Domestic air conditioning is most prevalent and ubiquitous in developed Asian nations such as Japan, South Korea, Taiwan, Singapore and Hong Kong, especially in the latter two due to most of the population living in small high-rise flats. In this area, with soaring summer temperatures and a high standard of living, air conditioning is considered a necessity and not a luxury. Japanese-made domestic air conditioners are usually window or split types, the latter being more modern and expensive. It is also increasing in popularity with the rising standard of living in tropical Asian nations such as India, Malaysia and the Philippines.

In the North America, home air conditioning is more prevalent in the South, Midwest, East Coast, the Great Lakes States, and Ontario Canada in most parts of which it has reached the ubiquity it enjoys in East Asia. Central air systems are most common in the United States, and are virtually standard in all new dwellings in most states. Older houses and buildings not retro-fitted with central air often still use window or through-wall units.

In Europe, home air conditioning is less common in part due to higher energy costs. The lack of air conditioning in homes, in residential care homes and in medical facilities was identified as a contributing factor to the estimated 35,000 deaths left in the wake of the 2003 heat wave. Due to the 2003 and the 2006 heatwaves, portable air conditioners have become more popular in France, with prices starting around 300 - 400 € and in the UK, with the prices falling below £200 for a 9000 BTU unit.

In many countries in the Arab Gulf, air conditioning is ubiquitous.
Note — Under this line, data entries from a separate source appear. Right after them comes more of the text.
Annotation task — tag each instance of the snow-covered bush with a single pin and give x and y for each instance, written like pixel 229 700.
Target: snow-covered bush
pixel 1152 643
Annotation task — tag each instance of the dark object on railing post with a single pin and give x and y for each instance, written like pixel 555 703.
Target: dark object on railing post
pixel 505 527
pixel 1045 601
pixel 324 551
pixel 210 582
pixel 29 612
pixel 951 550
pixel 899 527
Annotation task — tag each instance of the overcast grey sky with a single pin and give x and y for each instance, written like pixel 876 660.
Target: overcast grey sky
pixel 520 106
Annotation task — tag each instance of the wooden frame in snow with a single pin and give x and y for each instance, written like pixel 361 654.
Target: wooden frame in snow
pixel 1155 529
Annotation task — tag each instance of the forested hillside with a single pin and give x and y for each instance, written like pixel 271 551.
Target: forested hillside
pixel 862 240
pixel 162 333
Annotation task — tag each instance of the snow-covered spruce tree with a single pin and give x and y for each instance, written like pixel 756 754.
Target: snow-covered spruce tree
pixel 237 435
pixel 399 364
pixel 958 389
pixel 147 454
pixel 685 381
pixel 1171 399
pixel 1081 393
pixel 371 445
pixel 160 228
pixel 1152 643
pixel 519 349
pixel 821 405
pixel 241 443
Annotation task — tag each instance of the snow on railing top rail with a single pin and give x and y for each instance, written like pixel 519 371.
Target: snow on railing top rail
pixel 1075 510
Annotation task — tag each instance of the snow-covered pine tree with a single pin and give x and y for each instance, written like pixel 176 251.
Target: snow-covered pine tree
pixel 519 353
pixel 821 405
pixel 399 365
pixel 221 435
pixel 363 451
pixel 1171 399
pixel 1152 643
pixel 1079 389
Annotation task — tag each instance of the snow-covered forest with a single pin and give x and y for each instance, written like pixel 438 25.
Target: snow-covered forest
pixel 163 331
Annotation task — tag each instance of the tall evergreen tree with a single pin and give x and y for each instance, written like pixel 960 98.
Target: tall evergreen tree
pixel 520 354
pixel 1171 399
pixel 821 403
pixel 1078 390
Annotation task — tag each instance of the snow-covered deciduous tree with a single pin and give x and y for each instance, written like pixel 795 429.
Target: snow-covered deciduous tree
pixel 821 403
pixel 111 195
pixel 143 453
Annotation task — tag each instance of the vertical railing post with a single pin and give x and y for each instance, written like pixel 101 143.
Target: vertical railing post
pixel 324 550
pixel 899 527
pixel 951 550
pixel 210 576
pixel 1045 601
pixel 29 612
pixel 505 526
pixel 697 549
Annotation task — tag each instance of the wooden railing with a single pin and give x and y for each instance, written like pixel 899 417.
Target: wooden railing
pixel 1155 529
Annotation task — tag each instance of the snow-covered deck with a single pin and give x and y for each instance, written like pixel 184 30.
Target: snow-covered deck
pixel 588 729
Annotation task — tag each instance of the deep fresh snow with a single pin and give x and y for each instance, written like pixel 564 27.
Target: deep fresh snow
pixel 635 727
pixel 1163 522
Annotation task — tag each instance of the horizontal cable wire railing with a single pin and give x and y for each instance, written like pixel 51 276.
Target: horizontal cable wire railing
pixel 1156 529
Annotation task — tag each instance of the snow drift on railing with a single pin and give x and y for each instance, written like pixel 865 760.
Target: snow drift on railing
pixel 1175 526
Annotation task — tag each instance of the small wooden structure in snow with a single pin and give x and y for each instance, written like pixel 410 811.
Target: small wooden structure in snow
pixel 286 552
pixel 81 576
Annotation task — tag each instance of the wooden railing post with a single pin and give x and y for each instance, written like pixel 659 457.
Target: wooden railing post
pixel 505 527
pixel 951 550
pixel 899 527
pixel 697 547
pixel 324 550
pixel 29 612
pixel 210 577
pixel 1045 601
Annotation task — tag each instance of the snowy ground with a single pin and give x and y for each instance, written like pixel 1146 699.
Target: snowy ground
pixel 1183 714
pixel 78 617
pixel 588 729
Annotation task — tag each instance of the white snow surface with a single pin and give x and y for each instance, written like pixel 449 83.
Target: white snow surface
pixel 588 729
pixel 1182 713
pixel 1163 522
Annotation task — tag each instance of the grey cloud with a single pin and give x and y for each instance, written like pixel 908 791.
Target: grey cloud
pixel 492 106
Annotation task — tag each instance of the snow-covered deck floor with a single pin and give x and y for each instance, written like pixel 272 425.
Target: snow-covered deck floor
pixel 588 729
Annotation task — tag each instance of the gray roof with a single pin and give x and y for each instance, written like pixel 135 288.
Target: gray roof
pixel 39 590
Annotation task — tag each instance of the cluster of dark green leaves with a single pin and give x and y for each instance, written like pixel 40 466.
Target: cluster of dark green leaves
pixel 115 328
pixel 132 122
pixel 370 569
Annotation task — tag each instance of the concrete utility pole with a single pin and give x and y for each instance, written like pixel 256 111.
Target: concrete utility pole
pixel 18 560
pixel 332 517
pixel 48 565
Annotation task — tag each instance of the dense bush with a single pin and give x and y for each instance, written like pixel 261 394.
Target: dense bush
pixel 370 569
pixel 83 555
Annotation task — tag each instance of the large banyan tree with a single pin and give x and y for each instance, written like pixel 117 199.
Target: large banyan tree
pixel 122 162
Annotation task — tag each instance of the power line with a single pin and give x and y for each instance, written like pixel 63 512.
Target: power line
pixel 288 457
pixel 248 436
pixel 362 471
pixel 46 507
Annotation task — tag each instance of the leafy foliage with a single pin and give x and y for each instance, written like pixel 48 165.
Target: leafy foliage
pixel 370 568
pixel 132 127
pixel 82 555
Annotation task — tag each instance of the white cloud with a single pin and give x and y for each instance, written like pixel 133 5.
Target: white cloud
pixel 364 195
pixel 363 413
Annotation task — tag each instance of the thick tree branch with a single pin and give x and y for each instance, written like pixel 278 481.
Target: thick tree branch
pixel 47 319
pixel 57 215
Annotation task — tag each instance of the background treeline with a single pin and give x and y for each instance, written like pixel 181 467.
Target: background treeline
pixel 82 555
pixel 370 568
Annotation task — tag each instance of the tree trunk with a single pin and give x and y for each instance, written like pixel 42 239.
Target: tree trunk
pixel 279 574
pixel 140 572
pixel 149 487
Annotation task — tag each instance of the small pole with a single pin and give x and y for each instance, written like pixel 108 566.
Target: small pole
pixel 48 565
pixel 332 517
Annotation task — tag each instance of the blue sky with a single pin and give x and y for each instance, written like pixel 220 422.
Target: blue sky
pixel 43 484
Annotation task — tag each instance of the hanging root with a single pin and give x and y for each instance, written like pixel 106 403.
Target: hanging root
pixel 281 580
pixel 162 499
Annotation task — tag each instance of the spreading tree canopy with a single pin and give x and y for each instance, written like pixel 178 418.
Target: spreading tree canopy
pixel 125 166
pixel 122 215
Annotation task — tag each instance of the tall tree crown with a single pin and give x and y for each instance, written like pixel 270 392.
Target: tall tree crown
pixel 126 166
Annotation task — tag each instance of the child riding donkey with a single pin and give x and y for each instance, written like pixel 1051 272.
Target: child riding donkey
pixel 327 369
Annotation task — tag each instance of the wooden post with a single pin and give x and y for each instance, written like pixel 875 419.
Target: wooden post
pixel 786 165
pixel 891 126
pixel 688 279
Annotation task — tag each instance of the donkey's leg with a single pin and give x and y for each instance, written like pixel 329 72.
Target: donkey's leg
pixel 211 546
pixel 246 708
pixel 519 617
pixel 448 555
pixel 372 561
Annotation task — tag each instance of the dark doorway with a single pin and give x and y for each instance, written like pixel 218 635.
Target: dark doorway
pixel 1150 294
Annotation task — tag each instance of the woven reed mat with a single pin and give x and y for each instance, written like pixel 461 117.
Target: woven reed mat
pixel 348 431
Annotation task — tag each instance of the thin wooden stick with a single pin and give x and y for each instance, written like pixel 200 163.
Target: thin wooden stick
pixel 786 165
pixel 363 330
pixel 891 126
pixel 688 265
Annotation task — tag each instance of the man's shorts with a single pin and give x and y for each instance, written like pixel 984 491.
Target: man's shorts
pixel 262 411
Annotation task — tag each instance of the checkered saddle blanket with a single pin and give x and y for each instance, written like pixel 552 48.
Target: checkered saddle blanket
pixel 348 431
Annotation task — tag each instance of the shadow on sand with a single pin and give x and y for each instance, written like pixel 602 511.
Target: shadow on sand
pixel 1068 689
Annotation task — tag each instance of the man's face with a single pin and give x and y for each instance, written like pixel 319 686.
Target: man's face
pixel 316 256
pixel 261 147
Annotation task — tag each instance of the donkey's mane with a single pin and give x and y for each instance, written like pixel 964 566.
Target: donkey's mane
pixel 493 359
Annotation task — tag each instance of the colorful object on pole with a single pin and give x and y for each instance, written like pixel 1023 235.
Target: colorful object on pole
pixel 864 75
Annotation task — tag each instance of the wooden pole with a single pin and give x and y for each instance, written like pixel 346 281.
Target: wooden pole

This is due the very harsh atmoshpere, and the relatively high living standards.


Health implications

Air conditioning has no greater influence on health than heating—that is to say, very little—although poorly maintained air-conditioning systems (especially large, centralized systems) can occasionally promote the growth and spread of microorganisms, such as Legionella pneumophila, the infectious agent responsible for Legionnaire's disease, or thermophilic actinomycetes.Sick building syndrome Conversely, air conditioning (including filtration, humidification, cooling, disinfection, etc.) can be used to provide a clean, safe, hypoallergenic atmosphere in hospital operating rooms and other environments where an appropriate atmosphere is critical to patient safety and well-being. Air conditioning can have a positive effect on sufferers of allergies and asthma.Home Control of Asthma & Allergies

In serious heat waves, air conditioning can save the lives of the elderly. Some local authorities even set up public cooling centers for the benefit of those without air conditioning at home.

Although many people superstitiously believe that air conditioning is unconditionally dangerous for one's health, especially in areas where air conditioning is not common, this belief is unsupported by fact; properly maintained air-conditioning systems do not cause or promote illness. As with heating systems, the advantages of air conditioning generally far outweigh the disadvantages.